Halkımızın Nobel'i çoktan Yaşar Kemal'in olmuştu!

Remzi Kitabevi'nin Yayın Koordinatörü Öner Ciravoğlu, yayınevinin Kitap Gazetesi'ndeki Okuma Gözlüğü isimli köşesinde Yaşar Kemal'in ardından çarpıcı bir yazı kaleme aldı.

Yaşar Kemal, Bir Destan... başlıklı yazısında Ciravoğlu, "Arkadaşım M. Sabri Koz'un sözünü bir türlü unutamıyorum: "Geride kalmanın zorluğu bu, gidenlerin yokluğunu kabullenmek..." diyor ve şöyle devam ediyor:

DenemeYokluğuna alışamadığımız bir yazarımız daha göçtü. Toroslar'ın destancısı, "İnce Memed"in yaratıcısı ve ozanı uluslararası üne sahip Yaşar Kemal'e gereği kadar sahip çıkabildik mi, bilemiyorum.

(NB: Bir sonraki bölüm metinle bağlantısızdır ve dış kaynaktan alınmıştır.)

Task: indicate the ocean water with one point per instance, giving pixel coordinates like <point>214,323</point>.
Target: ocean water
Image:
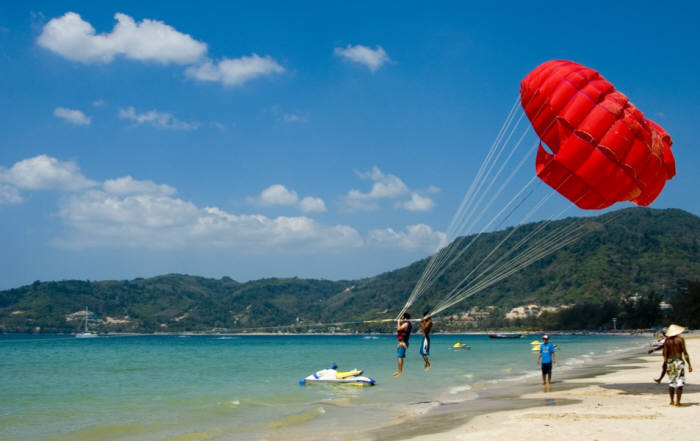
<point>196,388</point>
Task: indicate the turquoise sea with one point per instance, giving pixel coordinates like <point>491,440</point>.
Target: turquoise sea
<point>196,388</point>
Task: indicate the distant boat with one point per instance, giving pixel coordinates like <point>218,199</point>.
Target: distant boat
<point>504,335</point>
<point>86,333</point>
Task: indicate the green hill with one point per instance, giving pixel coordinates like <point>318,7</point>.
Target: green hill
<point>636,250</point>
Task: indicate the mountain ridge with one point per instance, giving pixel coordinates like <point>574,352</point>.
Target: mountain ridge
<point>629,251</point>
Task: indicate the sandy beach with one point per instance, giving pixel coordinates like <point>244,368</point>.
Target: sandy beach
<point>619,405</point>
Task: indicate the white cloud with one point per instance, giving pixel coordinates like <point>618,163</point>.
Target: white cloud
<point>149,40</point>
<point>128,185</point>
<point>157,119</point>
<point>310,204</point>
<point>98,219</point>
<point>415,237</point>
<point>278,195</point>
<point>373,59</point>
<point>288,117</point>
<point>72,116</point>
<point>417,203</point>
<point>9,195</point>
<point>43,172</point>
<point>235,71</point>
<point>386,186</point>
<point>433,190</point>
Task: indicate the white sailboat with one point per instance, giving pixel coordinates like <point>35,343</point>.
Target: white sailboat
<point>86,333</point>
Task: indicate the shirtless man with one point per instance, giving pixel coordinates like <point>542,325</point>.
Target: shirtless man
<point>403,333</point>
<point>674,351</point>
<point>426,324</point>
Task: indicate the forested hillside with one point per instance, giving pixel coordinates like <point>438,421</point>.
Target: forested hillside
<point>629,252</point>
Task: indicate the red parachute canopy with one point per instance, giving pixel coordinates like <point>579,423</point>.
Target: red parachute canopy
<point>604,149</point>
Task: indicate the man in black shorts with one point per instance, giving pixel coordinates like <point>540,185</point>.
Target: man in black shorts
<point>546,357</point>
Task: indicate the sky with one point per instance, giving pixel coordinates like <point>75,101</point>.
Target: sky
<point>328,140</point>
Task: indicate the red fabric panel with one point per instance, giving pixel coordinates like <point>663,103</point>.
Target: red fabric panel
<point>596,124</point>
<point>617,140</point>
<point>605,150</point>
<point>576,109</point>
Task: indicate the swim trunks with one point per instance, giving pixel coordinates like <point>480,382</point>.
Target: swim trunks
<point>425,346</point>
<point>547,368</point>
<point>401,351</point>
<point>675,369</point>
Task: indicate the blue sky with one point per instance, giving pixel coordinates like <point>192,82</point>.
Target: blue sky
<point>273,139</point>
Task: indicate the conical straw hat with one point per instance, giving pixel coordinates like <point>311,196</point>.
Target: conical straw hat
<point>674,330</point>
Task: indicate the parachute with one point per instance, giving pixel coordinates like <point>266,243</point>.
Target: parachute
<point>593,146</point>
<point>603,148</point>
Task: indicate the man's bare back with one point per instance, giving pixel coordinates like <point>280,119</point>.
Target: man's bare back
<point>674,347</point>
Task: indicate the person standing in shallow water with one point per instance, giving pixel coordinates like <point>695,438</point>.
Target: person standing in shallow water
<point>546,357</point>
<point>426,324</point>
<point>403,333</point>
<point>674,351</point>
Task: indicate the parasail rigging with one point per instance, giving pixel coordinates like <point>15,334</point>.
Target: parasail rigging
<point>593,147</point>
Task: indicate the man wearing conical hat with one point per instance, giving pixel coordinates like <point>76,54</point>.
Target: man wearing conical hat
<point>674,351</point>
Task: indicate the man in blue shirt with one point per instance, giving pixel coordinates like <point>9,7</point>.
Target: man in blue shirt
<point>546,357</point>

Yaşar Kemal, Dede Korkut'un çağdaş bir sürdürücüsüdür. Tıpkı onun gibi boy boylayıp soy soylar yapıtlarında. "Binboğalar Efsanesi", "Üç Anadolu Efsanesi", "Çukurova Yana Yana", "Sarı Defterdekiler" bunun en içten örnekleridir. Romanların dili ise okudukça ısıtır içinizi... John Steinbeck gibi, hatta ondan daha şiirsel bir anlatımla başlar romanları. Örneğin "Toros dağlarının etekleri ta Akdeniz'den başlar. Kıyıları döğen ak köpüklerden sonra doruklara doğru yavaş yavaş yükselir. Akdeniz'in üstünde daima top top ak bulutlar salınır. Kıyılar dümdüz, cilalanmış gibi düz, killi topraklardır. Killi toprak et gibidir. Bu kıyılar saatlerce içe kadar deniz kokar, tuz kokar."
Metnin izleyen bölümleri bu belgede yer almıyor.